Now, there are toxins - actual poisons that are products or (usually) byproducts of human activities on the Earth. (We’ll ignore natural toxins.) But civilized societies are steadily reducing the toxic portion of human output; the changes in air and water quality over the past century in America speak to this. They are having to exaggerate the effects of remaining toxins to keep the scare up.
But CO2 is different. We produce a lot of it, and it is increasing in the atmosphere in part because of human output.
Eliminate that Toxin?
However, a mistake being made - intentionally, by many people - is treating carbon dioxide as “toxic.” It is not; it is crucial for sustaining plant life, and thus all life on the planet.
Consider: Can you think of any other toxin that, if reduced by two-thirds, would wipe out essentially all life forms on Earth? The only exceptions would be certain bacteria and other odd bits of life that can live without being, or eating, photosynthetic life forms.
Plants evolved for land life at many thousands of PPM of CO2. We now are living with barely 400PPM. And at about 140-180 PPV, depending upon the species, plants die. It almost gets down to those levels during the glaciation cycles.
Plants have been draining the atmosphere of CO2 for the half-billion years or so of their existence on land, and going back further for the photosynthetic cyanobacteria and algae and macroalgea (seaweeds and kelps and such) of the oceans. There are erosive and chemical processes involved as well, all of which have led to the gradual suffocation of plant life.
What Do We Do?
Man is actually putting a little of that depleted CO2 back into the atmosphere, to the great relief of plants as evidenced by their huge natural increases in growth over the past century. Sea life benefits as well.
New agricultural techniques help crops as well, but even the trees reflect this astounding growth spurt. There is a reason we crank CO2 up to 1,000-2,000 PPM in greenhouses. Plants simply grow better in such “classic” atmospheres.
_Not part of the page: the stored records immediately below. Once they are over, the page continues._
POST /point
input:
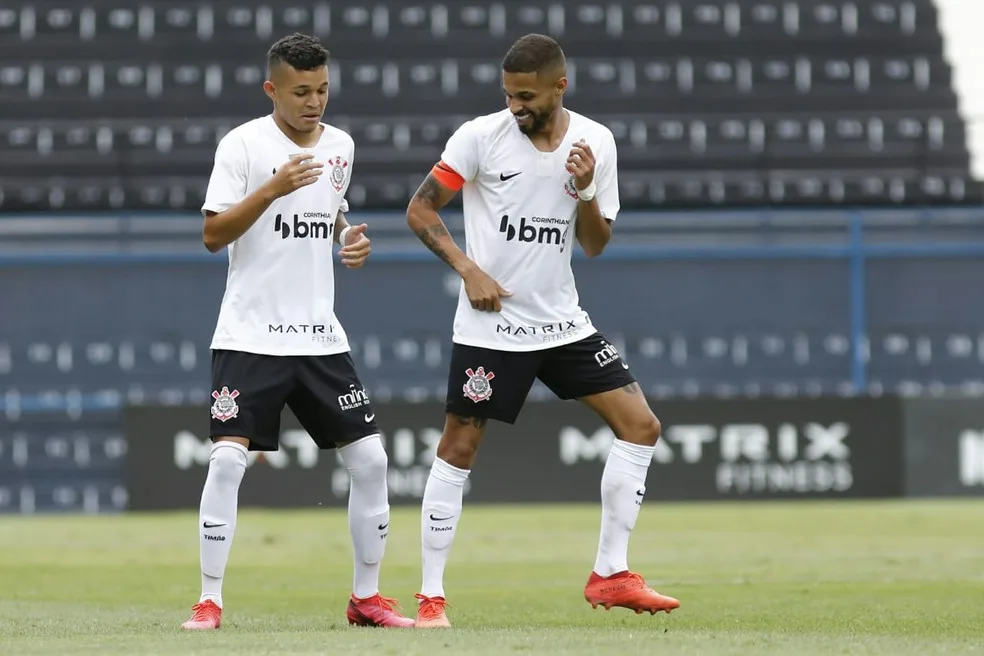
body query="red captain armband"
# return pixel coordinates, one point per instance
(447, 176)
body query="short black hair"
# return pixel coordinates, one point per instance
(533, 53)
(300, 51)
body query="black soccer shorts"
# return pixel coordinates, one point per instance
(250, 392)
(494, 384)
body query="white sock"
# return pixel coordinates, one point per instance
(623, 485)
(440, 512)
(217, 514)
(366, 462)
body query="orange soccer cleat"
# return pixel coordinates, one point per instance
(376, 611)
(626, 590)
(430, 613)
(206, 615)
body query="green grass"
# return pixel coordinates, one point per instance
(768, 578)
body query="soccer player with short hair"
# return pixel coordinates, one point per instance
(276, 198)
(534, 177)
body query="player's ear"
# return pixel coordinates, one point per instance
(561, 86)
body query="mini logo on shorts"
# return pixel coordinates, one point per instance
(225, 406)
(607, 355)
(338, 166)
(478, 388)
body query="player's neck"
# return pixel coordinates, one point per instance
(550, 137)
(302, 139)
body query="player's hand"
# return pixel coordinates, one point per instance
(581, 163)
(356, 248)
(484, 293)
(299, 172)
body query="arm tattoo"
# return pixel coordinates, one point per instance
(431, 236)
(429, 190)
(477, 422)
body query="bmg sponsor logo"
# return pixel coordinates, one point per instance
(299, 228)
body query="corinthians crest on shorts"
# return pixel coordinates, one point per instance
(478, 388)
(225, 406)
(338, 172)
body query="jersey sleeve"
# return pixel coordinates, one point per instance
(459, 161)
(606, 177)
(227, 184)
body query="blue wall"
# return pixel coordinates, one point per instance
(860, 311)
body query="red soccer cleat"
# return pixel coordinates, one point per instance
(626, 590)
(430, 613)
(206, 615)
(376, 611)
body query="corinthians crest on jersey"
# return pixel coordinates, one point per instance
(478, 387)
(339, 169)
(225, 406)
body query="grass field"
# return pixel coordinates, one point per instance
(769, 578)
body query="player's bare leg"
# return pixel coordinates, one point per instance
(441, 510)
(623, 486)
(217, 526)
(368, 518)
As for CO2’s temperature impacts: The effect on temperatures was significant for the first 100PPM. It made a big difference on ancient Earth’s air temperature, but the warming effect is less for each additional 100 and so on. From 400 to 600 or 800PPM is a mild temperature push likely to be outweighed by other atmosphere/ocean cycles, just as the current temperatures reflect El Niño cycles but little of CO2 impact.
Temperature Modeling
Promulgators of catastrophe are having to adjust historic temperatures in order to make today’s temps seem unusual, a process I have observed for decades. The great global cooling from the 1940s to the 1970s has been erased, because it did not fit the narrative. Several times a year, we have “better data” about the temperatures in the very warm 1930s and 1940s, so down they go making current temps seem warmer. And to seem to more closely match the models, although this mismatch is still blatant.
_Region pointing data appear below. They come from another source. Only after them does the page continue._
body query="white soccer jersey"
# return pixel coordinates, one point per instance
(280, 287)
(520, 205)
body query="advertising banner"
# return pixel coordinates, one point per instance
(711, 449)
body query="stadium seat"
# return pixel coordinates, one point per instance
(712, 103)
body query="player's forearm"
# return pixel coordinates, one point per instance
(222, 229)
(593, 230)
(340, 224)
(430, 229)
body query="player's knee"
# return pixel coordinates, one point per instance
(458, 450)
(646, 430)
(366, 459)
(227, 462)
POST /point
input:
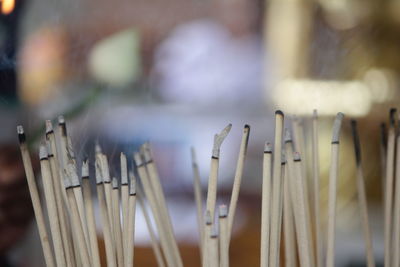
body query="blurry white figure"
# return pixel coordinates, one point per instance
(203, 63)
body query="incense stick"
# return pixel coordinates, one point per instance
(316, 199)
(37, 208)
(213, 178)
(238, 178)
(154, 243)
(77, 226)
(266, 205)
(91, 223)
(51, 207)
(198, 199)
(389, 186)
(129, 229)
(276, 208)
(117, 223)
(108, 241)
(362, 200)
(333, 174)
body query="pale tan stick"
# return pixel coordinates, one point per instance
(362, 200)
(154, 243)
(276, 205)
(207, 234)
(266, 205)
(108, 241)
(213, 247)
(166, 246)
(60, 154)
(288, 222)
(316, 189)
(34, 193)
(297, 204)
(389, 188)
(238, 178)
(51, 207)
(333, 176)
(117, 222)
(223, 237)
(162, 204)
(77, 227)
(213, 178)
(59, 192)
(304, 212)
(383, 151)
(108, 193)
(198, 199)
(130, 227)
(124, 200)
(87, 197)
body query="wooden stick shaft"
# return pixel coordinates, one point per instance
(37, 208)
(276, 209)
(108, 241)
(52, 211)
(238, 178)
(316, 189)
(266, 207)
(94, 247)
(154, 243)
(77, 227)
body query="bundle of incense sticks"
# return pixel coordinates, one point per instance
(289, 211)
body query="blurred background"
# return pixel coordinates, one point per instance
(175, 73)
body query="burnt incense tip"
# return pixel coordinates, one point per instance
(296, 156)
(288, 137)
(21, 134)
(208, 218)
(267, 147)
(315, 114)
(279, 112)
(114, 183)
(49, 127)
(392, 116)
(337, 124)
(356, 141)
(85, 168)
(223, 211)
(43, 152)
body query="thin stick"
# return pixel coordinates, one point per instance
(162, 204)
(213, 178)
(117, 222)
(266, 205)
(124, 201)
(276, 208)
(130, 227)
(362, 201)
(71, 175)
(154, 243)
(198, 199)
(213, 247)
(169, 256)
(288, 222)
(51, 206)
(223, 236)
(108, 241)
(389, 187)
(238, 178)
(333, 175)
(37, 208)
(207, 233)
(315, 173)
(87, 197)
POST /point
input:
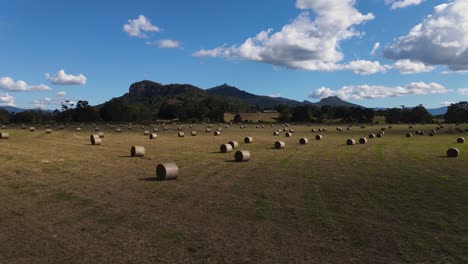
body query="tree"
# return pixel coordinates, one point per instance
(457, 113)
(4, 116)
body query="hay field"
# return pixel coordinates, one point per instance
(392, 200)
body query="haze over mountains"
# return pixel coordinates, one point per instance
(148, 91)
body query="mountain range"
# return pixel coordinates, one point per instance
(148, 92)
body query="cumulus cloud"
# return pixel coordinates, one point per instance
(410, 67)
(377, 92)
(138, 26)
(364, 67)
(441, 39)
(463, 91)
(7, 100)
(402, 3)
(59, 99)
(304, 43)
(446, 103)
(165, 43)
(8, 84)
(63, 78)
(375, 48)
(275, 95)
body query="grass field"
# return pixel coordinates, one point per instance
(393, 200)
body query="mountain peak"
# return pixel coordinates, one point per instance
(335, 101)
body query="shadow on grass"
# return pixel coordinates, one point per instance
(149, 179)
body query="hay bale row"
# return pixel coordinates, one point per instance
(95, 139)
(137, 151)
(4, 135)
(242, 155)
(280, 145)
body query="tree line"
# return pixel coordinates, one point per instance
(213, 108)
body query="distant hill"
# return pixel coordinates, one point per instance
(333, 101)
(252, 99)
(154, 94)
(432, 111)
(438, 111)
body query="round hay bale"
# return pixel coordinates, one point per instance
(225, 148)
(280, 145)
(453, 152)
(242, 155)
(248, 140)
(137, 151)
(234, 144)
(167, 171)
(95, 140)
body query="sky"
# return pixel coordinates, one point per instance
(375, 53)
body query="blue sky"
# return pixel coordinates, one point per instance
(51, 51)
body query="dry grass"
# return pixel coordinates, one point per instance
(393, 200)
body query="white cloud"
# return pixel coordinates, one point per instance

The temperature models, like the other climate models in use now, were built to support the narrative. Though the current climate models’ output is demonstrably wrong, let’s suppose the worst-case scenario obtains, and the average temperature rises not by 2C, but 4C or 6C or 8C. These numbers, touted as “we’re all gonna die” and “life on Earth will be impossible” would still not put us back to the warmer Eocene times, which were a period of tens of millions of years of abundant life and verdant growth on Planet Earth.
Feedbacks
And that ancient warmth was sustained not by CO2 (as colder periods have had much greater CO2) but by changes in the shapes of continents and resulting sea currents and heat distribution. These arrangements gradually change the “set point” that the Earth tends to maintain using a hydrological cycle consisting of cloud and water vapor feedbacks. The warmer it is, the cloudier it gets, reflecting more sunlight back into space and controlling the air temperatures within narrow limits.
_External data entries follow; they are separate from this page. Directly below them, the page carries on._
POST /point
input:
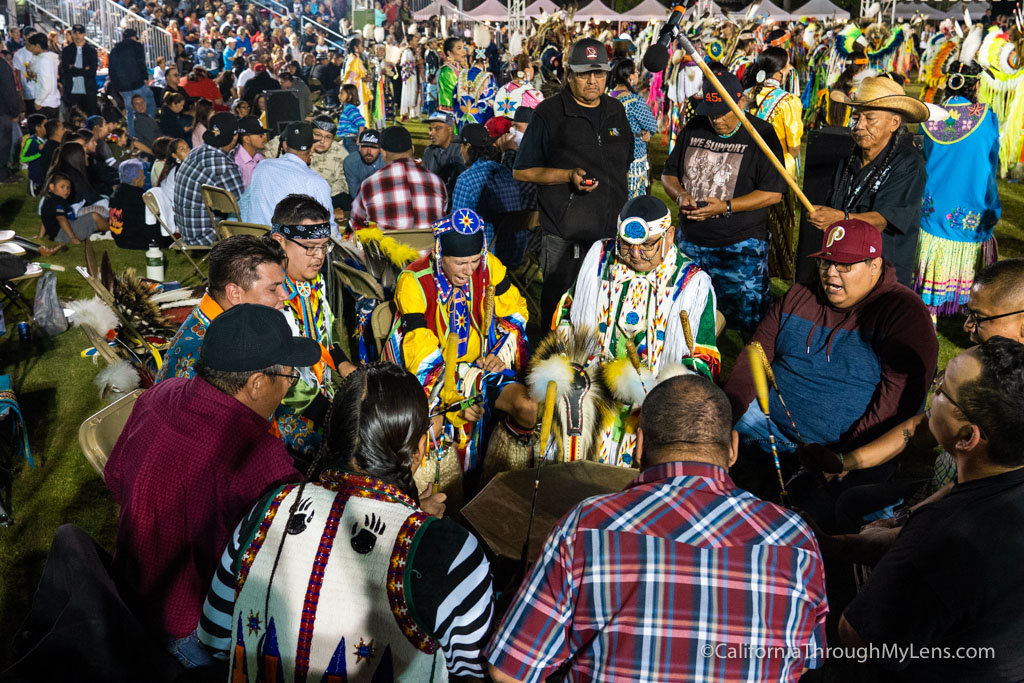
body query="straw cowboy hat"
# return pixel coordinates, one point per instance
(884, 93)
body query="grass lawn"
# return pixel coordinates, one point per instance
(54, 387)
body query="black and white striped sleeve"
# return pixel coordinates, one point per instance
(452, 594)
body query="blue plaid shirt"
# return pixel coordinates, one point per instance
(488, 188)
(205, 165)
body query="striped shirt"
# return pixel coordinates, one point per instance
(448, 586)
(680, 577)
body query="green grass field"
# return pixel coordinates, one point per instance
(54, 387)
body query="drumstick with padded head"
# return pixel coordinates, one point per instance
(761, 387)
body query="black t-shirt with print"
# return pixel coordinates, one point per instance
(710, 165)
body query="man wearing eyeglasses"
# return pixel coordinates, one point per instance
(634, 289)
(300, 225)
(952, 578)
(852, 354)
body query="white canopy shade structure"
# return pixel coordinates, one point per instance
(535, 8)
(821, 9)
(489, 10)
(435, 8)
(598, 11)
(647, 10)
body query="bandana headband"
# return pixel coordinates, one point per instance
(636, 230)
(313, 231)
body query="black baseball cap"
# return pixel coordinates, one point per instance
(250, 125)
(588, 54)
(396, 139)
(220, 130)
(369, 138)
(299, 135)
(713, 103)
(248, 337)
(476, 135)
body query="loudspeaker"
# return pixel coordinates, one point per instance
(826, 148)
(282, 109)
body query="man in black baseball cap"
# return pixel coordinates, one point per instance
(578, 150)
(360, 166)
(717, 171)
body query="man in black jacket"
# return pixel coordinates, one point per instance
(578, 150)
(78, 72)
(128, 76)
These feedbacks are ignored or miscoded in climate models for a reason: More neutral runs, that might closer mimic Earth’s hydrological temperature feedbacks, are discarded in favor of gloom and doom supporting the immediate need for government intervention, and more grant funds.
In my day job, this works against my interests: I write research grants. But as a private person, I cannot countenance the way in which this science is being grossly distorted for political ends. It corrupts both the scientists and the governments involved, and distracts crucial attention away from real threats.